Ad oggi, guidati dall’Intelligenza Artificiale (IA), regole automatizzate, elaborazione in linguaggio naturale (NLP) e Machine Learning (ML), siamo pervasi da strumenti digitali che elaborano dati per fornire risposte a richieste di ogni tipo, il cui ruolo è sempre più rilevante e per taluni, fondamentale. D’altro canto, vi è il rischio concreto di relegare la nostra dipendenza in nome del progresso, divenendo noi stessi i “nuovi servi contemporanei” accontentandoci di “risposte incondizionate” purché immediate. Risposte in realtà svincolate dall’oggetto fonte di ricerca, spesso distanti dalla nostra aspettativa che subisce un mutamento originario, esitando in un’inesorabile confusione.

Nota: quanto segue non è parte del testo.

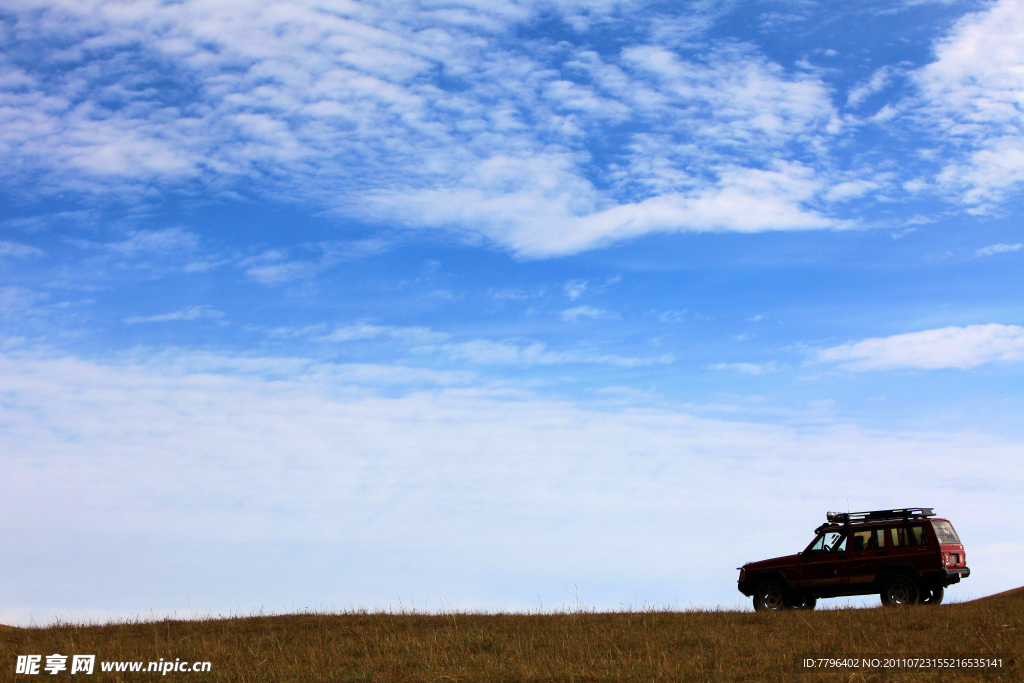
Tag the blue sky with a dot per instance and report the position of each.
(493, 304)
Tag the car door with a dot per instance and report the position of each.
(868, 552)
(824, 563)
(910, 544)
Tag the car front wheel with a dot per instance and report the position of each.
(934, 596)
(900, 591)
(771, 596)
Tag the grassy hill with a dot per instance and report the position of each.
(577, 646)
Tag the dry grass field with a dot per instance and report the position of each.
(576, 646)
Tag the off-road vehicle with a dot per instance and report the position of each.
(906, 556)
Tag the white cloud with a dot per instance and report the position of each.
(18, 250)
(160, 243)
(485, 351)
(483, 498)
(574, 288)
(973, 93)
(997, 249)
(574, 313)
(365, 330)
(932, 349)
(877, 83)
(417, 115)
(276, 266)
(749, 368)
(192, 313)
(19, 299)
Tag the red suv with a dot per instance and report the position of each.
(906, 556)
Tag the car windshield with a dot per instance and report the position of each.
(944, 531)
(829, 542)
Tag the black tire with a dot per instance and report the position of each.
(899, 592)
(771, 596)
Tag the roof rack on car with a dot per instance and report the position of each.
(839, 518)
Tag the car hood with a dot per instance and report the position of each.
(785, 560)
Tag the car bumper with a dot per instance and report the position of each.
(950, 575)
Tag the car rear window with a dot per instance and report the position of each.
(944, 531)
(908, 536)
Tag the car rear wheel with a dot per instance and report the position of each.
(900, 591)
(808, 602)
(771, 596)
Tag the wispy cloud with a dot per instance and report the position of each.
(238, 458)
(18, 299)
(17, 250)
(348, 109)
(932, 349)
(364, 330)
(484, 351)
(972, 93)
(203, 312)
(276, 266)
(997, 249)
(576, 288)
(749, 368)
(574, 313)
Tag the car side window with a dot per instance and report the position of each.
(908, 536)
(829, 542)
(872, 539)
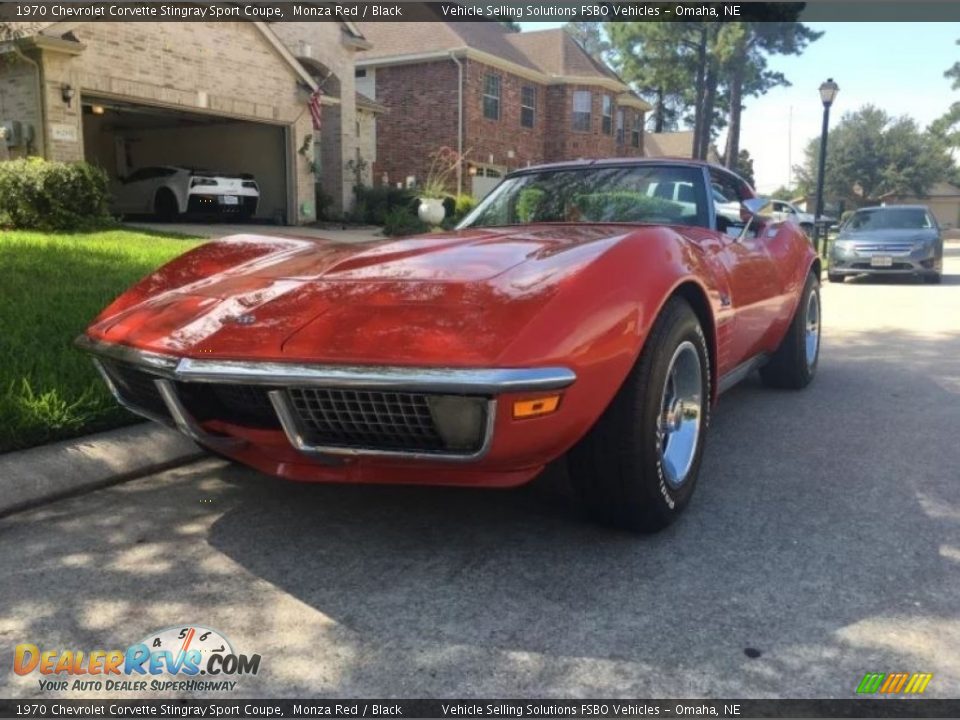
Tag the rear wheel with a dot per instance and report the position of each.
(638, 466)
(165, 205)
(794, 363)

È il desiderio che subisce un’amputazione, vittima inconscia della sua stessa smania e frenesia, sacrificato in nome dell’immediatezza di un risultato.
La digitalizzazione ha permeato ogni aspetto della nostra vita, con la pretesa da un lato di rendere il mondo più connesso e accessibile, ma dall’altro percependoci come soli e distanti, portando con sé un concentrato di ambiguità e disorientamento.
Emergono nuove sfide e problematiche, specialmente per la nostra salute mentale, soprattutto derivanti dall’uso eccessivo e sregolato della tecnologia, concorrendo a problemi come ansia, depressione, isolamento sociale. Sovrastimolazione sensoriale, dovuta all’eccessivo input visivo e uditivo dei dispositivi digitali. Alterazione del senso di tempo e spazio, perdendo la percezione del reale. Disturbi del ritmo sonno-veglia, riduzione dell’attenzione e della produttività dovuto alle distrazioni digitali. Diminuzione dell’interesse nelle relazioni sociali, preferendo l’interazione online rispetto al contatto umano diretto, con un inevitabile calo del rendimento scolastico o lavorativo. Tutto questo rientra pienamente nella “Internet Addiction Disorder (IAD)” ovvero la dipendenza da internet, un fenomeno sempre più emergente, di cui il comportamento compulsivo legato all’uso eccessivo di internet e dei dispositivi digitali, sono epifenomeno percepibile.
Ciò consente all’uomo del terzo millennio di vivere senza vincoli e “senza relazione”, ma con l’idea di essere connessi “virtualmente” e con la costruzione di legami labili e tronchi, fugaci, privi di sostanza e pronti ad essere interrotti.
“Generazione inter-rotta” potremmo definirla, inter-connessi fra mondo reale e mondo virtuale nel rincorrere dietro il soddisfacimento immediato di un bisogno. Persuasi e sottomessi fra l’erronea convinzione di appagare istantaneamente una richiesta, tanto parziale quanto precaria, pretese da rivendicare, ma inermi senza la mediazione di uno schermo digitale, sospesi fra lo scorrere dei giorni.
Ci si sente più sicuri con un telefono fra le mani, come un’arma; pronti per un video o una foto al momento più opportuno (o inopportuno), con l'abitudine di controllare compulsivamente il cellulare, snobbando fin anche gli affetti più cari. Vien meno il senso dell’attesa e dell’intimità nell’eccessiva condivisione di istanti di vita con la conseguenza di instaurare una vera e propria relazione con il proprio smartphone. E se è vero che l’attesa aumenta il desiderio, è solo nel “percorso” e nella libertà di errare - nel significato latino di «vagare; sbagliare» - che si intravede la meta.